By Katherine Jamieson
Oscar Baez '08
When Oscar Báez chose to come to Amherst, his parents weren’t happy. “They thought going to Western Mass. was going very far,” says Báez, whose family lives in Boston. Little did they know that their son would soon be studying and working around the world.
Báez, who was born in the Dominican Republic and became an American citizen while in college, told Amherst magazine in 2008 that a life goal was “to never stop traveling.” After studying Latin, Chinese, Italian, Arabic and Portuguese, he won a Watson Fellowship to study language policy in five countries.
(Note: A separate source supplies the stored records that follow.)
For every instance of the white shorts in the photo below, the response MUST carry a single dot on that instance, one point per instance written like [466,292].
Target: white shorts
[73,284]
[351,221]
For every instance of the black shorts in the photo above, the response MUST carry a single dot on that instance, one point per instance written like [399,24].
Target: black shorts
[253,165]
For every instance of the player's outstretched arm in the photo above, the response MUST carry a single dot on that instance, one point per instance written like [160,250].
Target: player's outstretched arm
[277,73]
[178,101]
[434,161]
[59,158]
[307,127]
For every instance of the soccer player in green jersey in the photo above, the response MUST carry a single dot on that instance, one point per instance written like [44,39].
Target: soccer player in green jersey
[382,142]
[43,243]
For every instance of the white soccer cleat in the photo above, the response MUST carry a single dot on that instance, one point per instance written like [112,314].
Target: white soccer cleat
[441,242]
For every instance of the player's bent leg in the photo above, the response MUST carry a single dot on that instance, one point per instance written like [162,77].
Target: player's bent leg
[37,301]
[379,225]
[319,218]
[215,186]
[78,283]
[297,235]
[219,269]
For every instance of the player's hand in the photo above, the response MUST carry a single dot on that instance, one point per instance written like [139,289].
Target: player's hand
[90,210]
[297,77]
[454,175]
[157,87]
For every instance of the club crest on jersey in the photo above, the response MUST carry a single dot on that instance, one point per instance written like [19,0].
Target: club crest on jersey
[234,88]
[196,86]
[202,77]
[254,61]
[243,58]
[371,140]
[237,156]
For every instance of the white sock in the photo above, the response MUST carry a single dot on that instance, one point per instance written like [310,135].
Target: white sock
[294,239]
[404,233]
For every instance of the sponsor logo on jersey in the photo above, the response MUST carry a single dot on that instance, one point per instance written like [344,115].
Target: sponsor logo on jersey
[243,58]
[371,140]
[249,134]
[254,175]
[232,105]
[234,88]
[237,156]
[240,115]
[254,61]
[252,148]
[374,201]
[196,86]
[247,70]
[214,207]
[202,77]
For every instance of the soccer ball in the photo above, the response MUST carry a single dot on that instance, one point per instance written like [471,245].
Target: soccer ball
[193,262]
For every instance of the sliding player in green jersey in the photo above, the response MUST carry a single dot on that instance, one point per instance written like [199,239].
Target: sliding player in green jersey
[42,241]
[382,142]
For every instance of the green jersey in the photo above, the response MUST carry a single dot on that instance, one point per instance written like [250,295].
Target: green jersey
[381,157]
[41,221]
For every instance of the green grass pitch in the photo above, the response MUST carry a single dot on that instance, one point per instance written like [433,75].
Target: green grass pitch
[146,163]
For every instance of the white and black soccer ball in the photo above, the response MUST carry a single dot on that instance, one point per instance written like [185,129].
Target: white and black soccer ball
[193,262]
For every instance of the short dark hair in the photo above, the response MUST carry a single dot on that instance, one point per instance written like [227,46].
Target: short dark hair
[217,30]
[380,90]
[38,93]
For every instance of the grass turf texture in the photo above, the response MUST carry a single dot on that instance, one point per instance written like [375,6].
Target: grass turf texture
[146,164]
In places as disparate as Turkey and South Africa, he interviewed sociolinguists, NGO workers and government officials about their efforts to preserve languages that are in declining use or in danger of becoming extinct.
He was visiting family in the Dominican Republic when the January 2010 earthquake struck nearby Haiti. He connected with a friend at the Clinton Foundation, which was looking for Spanish-speaking volunteers to help run emergency operations. “It was the hardest I’ve worked,” Báez says. “The most was at stake; it wasn’t just research. If I didn’t get the truck there and the gas, then people wouldn’t have water.”
While doing earthquake relief, Báez also applied and was admitted to Harvard’s Kennedy School of Government. His parents are happy to have him back in the Boston area, but he won’t be there for long: A State Department fellowship requires that he work as a U.S. Foreign Service officer for at least three years—a “dream job,” Báez says, as he’ll be paid to learn languages and follow political changes. He doesn’t know what he’ll do long-term, but his goal hasn’t changed since graduation. “I’d like to go back,” he says, “to all the countries I’ve gone to.”